The Valley also produced its own leadership models.

Yes. We know of some of the key ones, like Hewlett Packard and management with objective and all those basic, new management ideas that emerged in the 1960s.

The core contribution of the valley is the idea of the scientist-businessman, which was kind of rare earlier.

How has tech journalism changed over the years?

About 30-40 years ago, technology was just another story. It was an emerging field of interest. Over the years, especially in the past 25 years, it has become a thing unto itself. It has become so gigantic that it has penetrated everything else. Today, you cannot talk about the automotive industry without talking about technology.

You cannot talk about food without talking about technology. And yet, there are actually very few people who can really do it (technology journalism). As a result, it has become an inside game between the companies and the journalists talking to each other, not about a lot of journalists asking tough questions.

That’s been a great loss. Even inside technology journalism, not many today know of, say, semiconductors; they are all about the web, software, social networks and so on. There is only a handful people who can write about chips and how they are made.

The other reason is publications have got smaller as we have gone to the web, while companies have got bigger. There used be some balance between the companies and the newspapers that were writing about them. Now, the companies are gigantic, and the reporters are kind of on their own, and they don’t have a lot of leverage.

Are technologies, especially social tech, making people more reclusive?

In the physical world people may have become less social, but in the virtual world they are more active. Even shy kids have 200 friends on Facebook. Social media technology is going to have a long-term effect on our ability to deal with each other face to face, but all technologies are doing that. What is happening is we are learning to interact between each other without a lot of the usual signals.

In communication, all this while, we have had several cues, like how one’s lips moved, eyes shut and hands were positioned, now we have removed 90 per cent of them. That’s an area people in the Valley also are looking at, how to achieve communication between people who are sitting several thousands of miles away just like the way you and me sitting three feet away here are communicating.

Does science fiction, which helped kindle interest in technology, have the same vigour now?

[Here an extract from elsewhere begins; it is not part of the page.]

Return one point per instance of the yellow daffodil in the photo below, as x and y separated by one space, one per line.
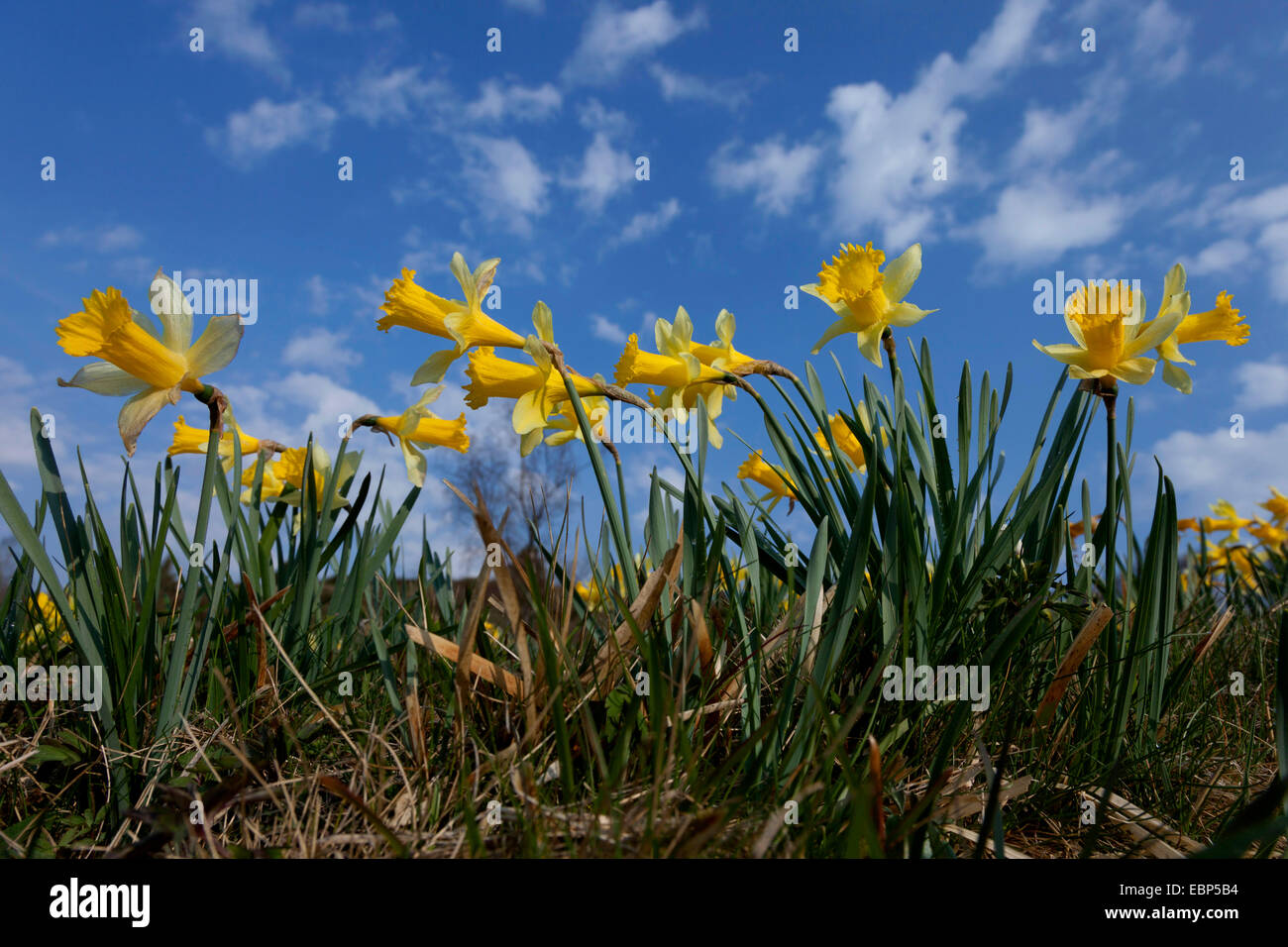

I remember when science fiction was predicting the future of now, that is the 2000s. So we were all having atomic helicopters, jet packs and robots running around our houses. But none of these happened. But in reality, we advanced even more, in a direction we had no idea of. Which is the digital world, along the path of the Moore’s Law. It has taken us faster than any experience in the history of mankind. And we have jumped on that wagon, instead of the atomic helicopter.

All of a sudden the digital world is coming to the real world faster than we have imagined and we are not really prepared for it. That’s why we have people telling us we better be careful about artificial intelligence and these will go racing beyond us.

As Stephen Hawking said, the danger is when the machines find out we are weak, flawed and superficial, they will not need us any more. And this aching fear in us shows up in science fiction.

EO Wilson, the great biologist, was talking about space travels, exploring other worlds, looking for life -- the problem is the distance is too far, so what we are going to do is we will probably use computer simulations and create digital models of such worlds and explore. Which is a great innovating notion. Maybe, that’s the future of science fiction as well. It could take the form of an App that could let people experience a different reality to live in for a while.